Freispruch für Zahnarzt-Stalker – aber er muss in die Psychiatrie
LEVERKUSEN/KÖLN Mit verschränkten Armen und gesenktem Kopf sitzt der 33-jährige Angeklagte neben seinem Verteidiger und hört sich an, was die Vorsitzende Richterin sagt: „Wir müssen davon ausgehen, dass Sie genau so weitermachen wie bisher – es gibt kein Konzept für ein Leben außerhalb dieser einen Idee in Ihrem Kopf.“Diese eine Idee, das ist das Bedürfnis des Angeklagten, sei- ne ehemalige Zahnärztin zu sehen und mit ihr zu sprechen. Bis zu 20 Mal war der 33-Jährige bei der jungen Assistenzärztin in einer Gemeinschaftspraxis in Wiesdorf, dann wechselte sie in eine andere Praxis. Der 33-Jährige war aber nicht damit einverstanden, dass einer ihrer Kollegen ihn weiterbehandelt – und verstieg sich in die Idee, sie wiedersehen zu wollen. Er tyrannisierte die Praxismitarbeiter fast eineinhalb Jahre lang. 80 Taten wa- ren angeklagt: Körperverletzung, Bedrohungen, Sachbeschädigungen, allein 65 Fälle von Hausfriedensbruch (wir berichteten).

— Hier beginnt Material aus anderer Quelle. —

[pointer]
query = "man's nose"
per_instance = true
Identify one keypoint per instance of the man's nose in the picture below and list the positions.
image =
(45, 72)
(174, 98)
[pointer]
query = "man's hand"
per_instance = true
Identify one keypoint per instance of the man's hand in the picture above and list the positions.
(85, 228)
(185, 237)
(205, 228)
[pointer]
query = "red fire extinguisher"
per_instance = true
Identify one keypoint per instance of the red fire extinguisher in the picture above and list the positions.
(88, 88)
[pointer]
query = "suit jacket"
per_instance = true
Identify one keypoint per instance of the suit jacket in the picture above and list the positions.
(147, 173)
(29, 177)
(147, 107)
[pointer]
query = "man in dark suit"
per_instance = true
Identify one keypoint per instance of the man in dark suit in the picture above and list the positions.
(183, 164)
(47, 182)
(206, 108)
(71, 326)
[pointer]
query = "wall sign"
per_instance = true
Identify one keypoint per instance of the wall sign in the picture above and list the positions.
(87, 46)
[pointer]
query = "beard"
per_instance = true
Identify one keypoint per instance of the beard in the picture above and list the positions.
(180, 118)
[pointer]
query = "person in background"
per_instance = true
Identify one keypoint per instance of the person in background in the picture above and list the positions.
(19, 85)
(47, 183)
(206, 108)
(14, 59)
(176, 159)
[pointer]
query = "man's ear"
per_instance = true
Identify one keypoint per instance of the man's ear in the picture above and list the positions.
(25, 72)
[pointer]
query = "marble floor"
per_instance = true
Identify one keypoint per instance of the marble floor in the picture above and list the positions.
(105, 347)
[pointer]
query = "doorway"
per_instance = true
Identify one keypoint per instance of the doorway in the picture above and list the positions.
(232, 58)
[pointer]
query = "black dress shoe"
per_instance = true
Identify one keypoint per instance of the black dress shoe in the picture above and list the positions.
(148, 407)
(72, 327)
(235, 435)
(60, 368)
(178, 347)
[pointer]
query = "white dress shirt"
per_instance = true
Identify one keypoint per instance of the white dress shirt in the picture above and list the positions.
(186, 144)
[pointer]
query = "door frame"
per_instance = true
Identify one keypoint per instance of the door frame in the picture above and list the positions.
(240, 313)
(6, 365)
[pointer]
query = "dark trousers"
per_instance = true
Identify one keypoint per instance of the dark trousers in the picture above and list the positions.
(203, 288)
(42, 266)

Der Prozess ging am Mittwoch vor dem Kölner Landgericht allerdings mit einem Freispruch zu Ende. Der Leverkusener hat eine wahnhafte Störung, ist schwer krank. „Die Häufigkeit der Taten ist Ausdruck seiner Qual“, sagte der psychiatrische Gutachter. Der Mann kann deshalb nicht bestraft werden, die Vorsitzende ordnete die Unterbringung in einem psychiatrischen Krankenhaus an. Da das Leben in der Forensik kein „Wellnessaufenthalt“wird, wie sie sagt, und lange dauern kann, habe sich die Kammer die Entscheidung gründlich überlegt. Zumal der 33-Jährige, der 2001 mit seinen Eltern aus Kasachstan nach Deutschland kam, aber nie richtig Fuß fassen konnte, bisher ein straffreies Leben geführt hat. Sein Verteidiger Ingo Lindemann hatte im Plädoyer angemerkt, dass die Unterbringung in der Forensik die „massivste Freiheitseinschränkung ist, die das Strafrecht zu bieten hat“. Es könne passieren, dass sein Mandant zehn Jahre oder länger hinter Stacheldraht sitze – für Taten, die jede für sich, „keine erheblichen Schäden“angerichtet hätten.
Doch die Vorsitzende machte in der Urteilsbegründung deutlich, was die tägliche Belagerung der Praxis bei den Ärzten und Mitarbeitern ausgelöst hat. Es ging bei allen bis zur Existenzangst, dass der Angeklagte bis zu 67 Mal pro Woche in der Praxis anrief, Böller hineinwarf und einer Mitarbeiterin ins Gesicht spuckte, Reifen zu zerstechen versuchte, damit drohte, das Haus in die Luft zu jagen. Er beschmierte die Briefkästen, stand ständig im Hof – obwohl er sich dem Gebäude längst nicht mehr nähern durfte, weil die Praxisleitung eine einstweilige Verfügung erwirkt hatte.